Cotton Futures Prices Confined to Narrow Range
By John Johnson
Cotton futures prices at the Intercontinental Exchange (ICE) in New York traded in the upper 50-cent range during January as bearish supply and demand figures from the U.S. Department of Agriculture and negative economic news weighed on the market; however, by February, prices began to advance into the mid-60s. Since then, cotton futures have remained in a narrow range, seemingly comfortable with a floor of 65.00 cents per pound.
Uncertainty on a number of fronts has forced many cotton sellers and buyers to remain cautious as they wait for definitive answers. Those fronts in recent months have been the United States, China and India, the world’s dominant countries in terms of cotton production, consumption and exports.

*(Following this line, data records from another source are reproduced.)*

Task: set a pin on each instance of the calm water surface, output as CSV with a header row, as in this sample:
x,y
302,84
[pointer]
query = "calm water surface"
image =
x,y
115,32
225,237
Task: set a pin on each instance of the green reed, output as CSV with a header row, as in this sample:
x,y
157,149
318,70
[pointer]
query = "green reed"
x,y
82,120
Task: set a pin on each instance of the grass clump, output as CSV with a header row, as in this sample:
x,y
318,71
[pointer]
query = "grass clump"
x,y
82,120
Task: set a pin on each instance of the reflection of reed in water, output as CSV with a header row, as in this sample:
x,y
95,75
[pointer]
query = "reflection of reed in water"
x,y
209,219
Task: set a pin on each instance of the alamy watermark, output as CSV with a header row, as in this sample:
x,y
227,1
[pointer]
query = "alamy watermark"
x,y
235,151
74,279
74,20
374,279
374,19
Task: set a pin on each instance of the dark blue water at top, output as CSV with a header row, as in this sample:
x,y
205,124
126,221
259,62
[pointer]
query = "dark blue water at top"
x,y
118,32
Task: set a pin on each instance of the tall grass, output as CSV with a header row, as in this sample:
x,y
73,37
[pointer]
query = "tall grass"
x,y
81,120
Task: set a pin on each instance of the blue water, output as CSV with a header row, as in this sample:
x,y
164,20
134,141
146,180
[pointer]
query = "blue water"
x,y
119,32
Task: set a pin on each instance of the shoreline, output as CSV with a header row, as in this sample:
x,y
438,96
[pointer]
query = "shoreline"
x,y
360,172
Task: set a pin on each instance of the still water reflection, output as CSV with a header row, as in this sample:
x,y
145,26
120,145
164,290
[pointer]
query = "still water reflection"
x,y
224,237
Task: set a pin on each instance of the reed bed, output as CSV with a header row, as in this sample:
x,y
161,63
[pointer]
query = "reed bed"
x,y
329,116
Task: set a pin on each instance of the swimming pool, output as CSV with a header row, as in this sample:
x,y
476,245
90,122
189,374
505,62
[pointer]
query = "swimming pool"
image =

U.S. export sales for the 2014-15 marketing year totaled almost 11.7 million statistical bales as of June 25 compared to USDA’s most recent estimate of 10.7 million. Furthermore, export shipments stood at almost 10.4 million bales with just over five weeks left in the marketing year. Some traders and analysts must be wondering what the final export figure will be on July 31. Questions about 2015-16 U.S. cotton acreage and production potential also have been topics of conversation among the trade (see related story).
For months, rumors about China’s disposition of the huge stockpile of cotton in its strategic reserve have blown through the market like a dry West Texas wind. The country’s stockpile was expected to total 62.58 million bales at the end of the 2015-16 marketing year, according to USDA’s June supply and demand estimates.

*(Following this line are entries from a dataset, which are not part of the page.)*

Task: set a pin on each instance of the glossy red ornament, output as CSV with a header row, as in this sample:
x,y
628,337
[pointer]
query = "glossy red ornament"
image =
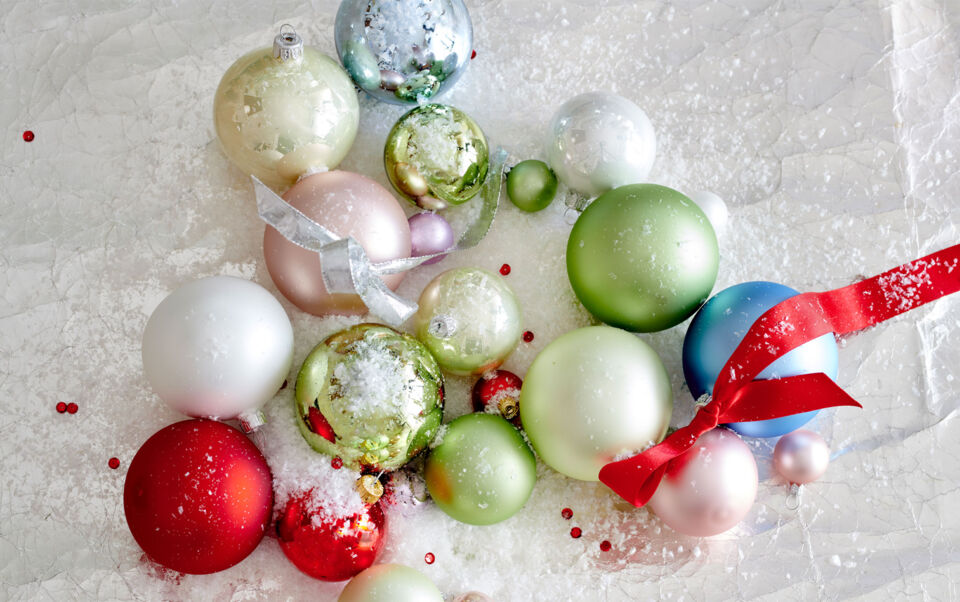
x,y
198,496
329,548
501,389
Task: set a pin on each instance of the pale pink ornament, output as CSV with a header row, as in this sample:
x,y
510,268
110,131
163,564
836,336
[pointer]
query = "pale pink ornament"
x,y
347,204
710,488
801,457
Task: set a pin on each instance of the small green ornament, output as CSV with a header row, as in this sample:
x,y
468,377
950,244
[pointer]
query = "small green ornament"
x,y
531,185
482,472
436,155
370,395
642,257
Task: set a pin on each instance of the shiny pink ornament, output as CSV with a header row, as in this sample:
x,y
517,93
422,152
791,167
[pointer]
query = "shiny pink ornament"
x,y
347,204
710,488
801,456
430,233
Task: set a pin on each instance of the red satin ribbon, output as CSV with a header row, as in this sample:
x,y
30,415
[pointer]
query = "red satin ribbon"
x,y
791,323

Finally on June 30, China’s National Development and Reform Commission (NDRC) reported it will sell up to 1 million tonnes, approximately 4.6 million bales, from its reserve during July and August. The cotton to be sold consists of approximately 1.5 million bales of 2011 domestic crop with a base price of 13,200 yuan per ton. The sale volume also will include almost 2.16 million bales of 2012 crop domestic cotton with a base price of 14,200 yuan per ton and approximately 918,000 bales of 2012 crop import cotton with a base price of 15,500 yuan per ton, according to the reports. The U.S. dollar equivalence price landed China before paying 1 percent tariff and value added tax would be 84.50 to 99.40 cents per pound.

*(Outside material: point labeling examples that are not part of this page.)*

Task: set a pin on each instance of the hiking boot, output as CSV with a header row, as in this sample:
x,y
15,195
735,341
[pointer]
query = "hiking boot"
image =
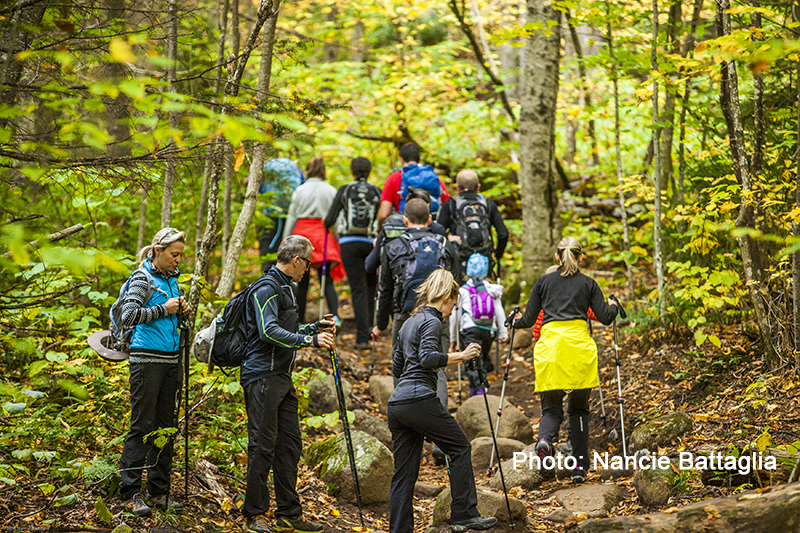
x,y
136,506
296,524
479,522
544,448
162,501
578,475
257,524
438,457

NDRC also said following the July-August selling period, it will begin buying cotton for its reserve in September which will be capped at 40 percent of what is sold the previous two months to help maintain a floor under new-crop domestic cotton prices. The intention is to sell cotton from the reserve but buy in less in order to dispose of the reserve which is expected to take several years. Meanwhile, NDRC gave no indication of what it will do with the 2014-15 unsold stock. The commission repeatedly has said it will manage sales from its reserve in an effort to avoid pressuring the market, although some analysts find that difficult to believe.
“It stretches the imagination that such selling could be placed into the market without disturbing its equilibrium,” one cotton market analyst commented ahead of NDRC’s announcement. Other doubters question the fiber quality of the cotton to be sold and mills’ willingness to purchase it. Some say quality discounts will be necessary to attract buyers for the older cotton to be sold.
In a news release dated July 1, the International Cotton Advisory Committee seemed to underscore the uncertainty of China’s ability to successfully sell off its excess stocks without destabilizing the market.
Some reports indicated many speculators were stunned by NDRC’s announcement but the trade seemed to have already factored it into the market. Following the announcement on June 30, cotton futures at ICE apparently shrugged off the news and settled with moderate gains. July cotton settled 71 points higher at 67.51 cents per pound, and December settled at 67.91 cents, up 68 points. China, however, is not the only country to start selling cotton from its reserves.
The sharp decline in prices during 2014 forced India’s government to intervene and begin buying a record volume of cotton from its farmers, but the Cotton Corporation of India may have learned a lesson from China’s mistake and started selling cotton in January in an effort to dispose of the reserve before Sept. 30.
Meanwhile there have been conflicting reports from India regarding 2015-16 cotton production. Some reports suggest India’s cotton acreage will decline 7 percent this year due to continuing low prices and concerns about the monsoon. India is the world’s second largest cotton exporter behind the United States.
Higher prices for alternative crops were expected to encourage Indian farmers to reduce their cotton output; however, more recent reports indicate prices for the competing crops also may have declined. Also, reports about the start of India’s monsoon season, along with its coverage and effectiveness, often were contradictory throughout the month of June.
Obviously, the uncertainties in the cotton market will remain for a while. The U.S. cotton harvest is still months away, and the potential size of the crop will be closely scrutinized. Likewise, the size of India’s cotton crop has the potential to be a market factor. And finally, no one appears to be confident at this time in predicting the success or failure of China’s attempt to dispose of its massive cotton stockpile.